I guess my thoughts are on Russia today. You might not
understand this without a few words about my background. I majored in Russian
Studies at Northwestern University for a reason. One reason was that I couldn’t
really major in Russian, per se. I knew I would never be proficient in the
language in the three years I had left in college when I changed my major.
My interest in the country, which was then USSR, was
in the culture. As a classical violinist, I had fallen in love with Russian
classical music, and loved the more contemporary composers, too. Tchaikovsky,
Rimsky-Korsakov, Mussorgsky, and also Rachmaninoff, Stravinsky, Prokofiev. Even
if I do still have to look up the spellings.
Also, as a reader, I was just as deeply in love with
Russian classical literature, Dostoevsky, Pushkin. Tolstoy, Chekhov—and many,
many more.
An anecdote from my college years. I was reading Crime
and Punishment in paperback on the El, on my way to a horrible telephone
soliciting job (I attended school on a partial scholarship and worked whatever
jobs I could find). Coming back to my dorm from the job, I had to take a bus,
and two trains, one underground and one elevated. When I changed trains, I had
to cross the street and go up the wooden stairs to the El platform. I did this,
got on my train, and buried myself in my book. Eventually, something made me
look up. The conductor was calling out street numbers, not street names. I was
one of two white people in the car. I asked the woman next to me if this train
goes to Evanston.
“Oh, honey,” I can still hear her alarmed voice. “You’re
on a southbound. You need to get off and change trains.”

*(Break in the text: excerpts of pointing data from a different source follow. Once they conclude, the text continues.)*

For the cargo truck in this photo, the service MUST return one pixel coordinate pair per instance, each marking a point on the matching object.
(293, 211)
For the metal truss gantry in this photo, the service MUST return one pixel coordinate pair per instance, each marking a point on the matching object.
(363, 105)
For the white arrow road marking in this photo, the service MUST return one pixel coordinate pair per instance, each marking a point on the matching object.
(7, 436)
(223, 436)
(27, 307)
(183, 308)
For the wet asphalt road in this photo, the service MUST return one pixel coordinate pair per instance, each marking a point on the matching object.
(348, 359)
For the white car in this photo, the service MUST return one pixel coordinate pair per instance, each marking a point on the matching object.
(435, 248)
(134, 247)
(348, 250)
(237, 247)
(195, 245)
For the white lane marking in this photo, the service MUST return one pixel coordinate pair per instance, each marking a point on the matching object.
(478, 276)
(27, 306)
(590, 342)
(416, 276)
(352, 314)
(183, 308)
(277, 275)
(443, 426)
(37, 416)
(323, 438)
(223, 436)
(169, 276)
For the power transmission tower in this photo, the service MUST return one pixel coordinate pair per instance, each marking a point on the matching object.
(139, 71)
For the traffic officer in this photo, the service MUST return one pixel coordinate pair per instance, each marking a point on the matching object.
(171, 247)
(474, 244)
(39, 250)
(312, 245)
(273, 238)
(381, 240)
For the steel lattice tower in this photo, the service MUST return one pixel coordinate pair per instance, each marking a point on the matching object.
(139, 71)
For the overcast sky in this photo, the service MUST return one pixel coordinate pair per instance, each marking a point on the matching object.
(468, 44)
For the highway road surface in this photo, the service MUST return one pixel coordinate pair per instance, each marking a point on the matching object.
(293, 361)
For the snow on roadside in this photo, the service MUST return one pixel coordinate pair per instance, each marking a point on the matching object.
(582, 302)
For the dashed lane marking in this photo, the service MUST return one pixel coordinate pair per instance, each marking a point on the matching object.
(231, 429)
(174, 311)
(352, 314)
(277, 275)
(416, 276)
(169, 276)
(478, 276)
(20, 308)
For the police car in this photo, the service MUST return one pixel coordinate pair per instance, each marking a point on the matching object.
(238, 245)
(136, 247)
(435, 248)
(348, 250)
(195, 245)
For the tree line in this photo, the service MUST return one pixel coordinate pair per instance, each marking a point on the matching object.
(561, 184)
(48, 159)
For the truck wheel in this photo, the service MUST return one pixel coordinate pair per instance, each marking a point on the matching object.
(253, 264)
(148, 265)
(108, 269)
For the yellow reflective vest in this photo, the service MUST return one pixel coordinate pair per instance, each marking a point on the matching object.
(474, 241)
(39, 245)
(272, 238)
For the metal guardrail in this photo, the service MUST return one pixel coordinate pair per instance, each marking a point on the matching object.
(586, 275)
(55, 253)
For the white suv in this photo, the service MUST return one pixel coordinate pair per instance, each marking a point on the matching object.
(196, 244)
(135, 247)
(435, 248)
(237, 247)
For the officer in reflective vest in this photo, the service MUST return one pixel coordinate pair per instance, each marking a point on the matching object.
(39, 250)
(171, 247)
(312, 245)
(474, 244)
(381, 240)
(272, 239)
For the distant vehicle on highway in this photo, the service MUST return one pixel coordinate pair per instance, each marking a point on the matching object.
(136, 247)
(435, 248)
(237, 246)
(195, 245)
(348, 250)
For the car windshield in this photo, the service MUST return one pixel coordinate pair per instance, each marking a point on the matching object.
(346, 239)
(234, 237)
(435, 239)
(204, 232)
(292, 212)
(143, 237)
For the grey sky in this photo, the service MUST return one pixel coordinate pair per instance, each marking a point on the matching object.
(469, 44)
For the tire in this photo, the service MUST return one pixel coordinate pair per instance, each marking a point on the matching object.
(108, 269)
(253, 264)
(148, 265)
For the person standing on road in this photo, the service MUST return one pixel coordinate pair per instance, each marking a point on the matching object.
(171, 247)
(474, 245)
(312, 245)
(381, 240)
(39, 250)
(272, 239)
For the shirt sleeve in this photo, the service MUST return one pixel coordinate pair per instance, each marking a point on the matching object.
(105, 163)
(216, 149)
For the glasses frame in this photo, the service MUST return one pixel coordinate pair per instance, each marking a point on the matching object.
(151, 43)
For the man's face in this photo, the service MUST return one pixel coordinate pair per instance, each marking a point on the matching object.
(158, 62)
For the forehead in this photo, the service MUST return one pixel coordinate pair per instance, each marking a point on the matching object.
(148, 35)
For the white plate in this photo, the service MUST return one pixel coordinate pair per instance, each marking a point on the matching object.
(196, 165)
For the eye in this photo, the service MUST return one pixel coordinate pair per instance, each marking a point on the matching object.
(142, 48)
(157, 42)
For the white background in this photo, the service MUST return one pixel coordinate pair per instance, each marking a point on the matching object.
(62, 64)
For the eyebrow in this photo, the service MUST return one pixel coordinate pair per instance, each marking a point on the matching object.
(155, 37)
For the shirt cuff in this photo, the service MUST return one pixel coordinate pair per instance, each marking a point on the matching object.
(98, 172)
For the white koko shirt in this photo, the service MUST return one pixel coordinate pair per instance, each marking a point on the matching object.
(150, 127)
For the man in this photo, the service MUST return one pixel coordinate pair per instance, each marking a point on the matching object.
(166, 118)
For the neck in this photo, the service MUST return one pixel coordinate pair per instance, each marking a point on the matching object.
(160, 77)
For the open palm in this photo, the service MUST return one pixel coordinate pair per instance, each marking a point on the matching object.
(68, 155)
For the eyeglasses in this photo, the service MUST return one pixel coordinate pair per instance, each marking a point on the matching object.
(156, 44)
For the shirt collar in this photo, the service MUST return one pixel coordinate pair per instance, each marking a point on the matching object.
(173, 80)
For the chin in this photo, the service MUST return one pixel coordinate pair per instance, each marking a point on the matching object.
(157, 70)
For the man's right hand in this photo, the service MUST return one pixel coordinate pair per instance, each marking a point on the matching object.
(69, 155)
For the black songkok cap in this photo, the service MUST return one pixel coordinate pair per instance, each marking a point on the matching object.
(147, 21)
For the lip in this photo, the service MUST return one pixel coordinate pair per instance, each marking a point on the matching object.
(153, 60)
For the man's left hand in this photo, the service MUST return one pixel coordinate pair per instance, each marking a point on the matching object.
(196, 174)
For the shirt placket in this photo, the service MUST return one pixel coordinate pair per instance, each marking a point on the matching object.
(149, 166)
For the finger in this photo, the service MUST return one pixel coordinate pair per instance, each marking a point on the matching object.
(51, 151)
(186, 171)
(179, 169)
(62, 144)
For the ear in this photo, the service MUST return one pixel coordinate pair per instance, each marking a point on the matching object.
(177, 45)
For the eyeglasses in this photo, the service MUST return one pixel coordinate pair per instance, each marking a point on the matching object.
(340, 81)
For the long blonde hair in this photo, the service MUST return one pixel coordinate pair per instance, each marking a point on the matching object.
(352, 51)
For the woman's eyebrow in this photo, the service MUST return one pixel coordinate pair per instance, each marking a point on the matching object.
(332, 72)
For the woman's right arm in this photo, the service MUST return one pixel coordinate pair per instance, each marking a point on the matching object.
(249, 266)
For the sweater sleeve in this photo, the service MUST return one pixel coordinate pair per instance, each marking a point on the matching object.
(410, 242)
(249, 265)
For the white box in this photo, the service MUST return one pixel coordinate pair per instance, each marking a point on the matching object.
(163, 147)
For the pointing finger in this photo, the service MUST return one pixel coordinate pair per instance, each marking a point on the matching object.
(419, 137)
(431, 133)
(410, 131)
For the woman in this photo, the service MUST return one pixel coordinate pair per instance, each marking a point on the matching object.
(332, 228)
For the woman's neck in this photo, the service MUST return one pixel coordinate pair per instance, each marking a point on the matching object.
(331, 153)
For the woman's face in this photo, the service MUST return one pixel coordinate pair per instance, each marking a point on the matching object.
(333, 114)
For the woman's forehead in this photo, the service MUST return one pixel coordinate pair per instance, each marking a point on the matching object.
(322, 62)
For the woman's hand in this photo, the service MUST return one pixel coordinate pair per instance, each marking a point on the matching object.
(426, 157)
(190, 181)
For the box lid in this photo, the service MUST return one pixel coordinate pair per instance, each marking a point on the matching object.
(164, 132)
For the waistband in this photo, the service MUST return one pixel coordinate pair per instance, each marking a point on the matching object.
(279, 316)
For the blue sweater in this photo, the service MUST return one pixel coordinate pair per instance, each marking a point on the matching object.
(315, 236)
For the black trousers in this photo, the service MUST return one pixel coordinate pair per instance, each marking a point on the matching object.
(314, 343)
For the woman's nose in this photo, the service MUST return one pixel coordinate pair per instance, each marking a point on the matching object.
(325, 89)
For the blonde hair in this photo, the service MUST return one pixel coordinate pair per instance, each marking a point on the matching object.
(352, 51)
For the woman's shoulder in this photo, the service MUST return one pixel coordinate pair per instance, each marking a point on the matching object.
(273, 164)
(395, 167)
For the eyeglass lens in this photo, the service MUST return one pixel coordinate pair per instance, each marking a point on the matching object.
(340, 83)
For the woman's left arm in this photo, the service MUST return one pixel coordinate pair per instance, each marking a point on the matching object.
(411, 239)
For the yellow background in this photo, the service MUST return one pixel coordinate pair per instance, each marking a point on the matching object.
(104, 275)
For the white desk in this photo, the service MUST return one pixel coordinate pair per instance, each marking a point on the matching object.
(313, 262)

I went to the door and got off at the next stop. I
needed to cross the street to get to the northbound elevated platform. Two
large Black men were concerned about my safety and they accompanied me to the
steps, for which I was grateful.
Back on the train, going the right direction, I buried
myself in Dostoyevsky again.
Maybe that’s why the plight of the Russian athletes at
the Olympics affected me so profoundly when the “ROC” team wins and the Piano
Concerto #1 is played. Honestly, it moves me to tears. I never equate the
politics of a country with the people. They have endured so much, those people.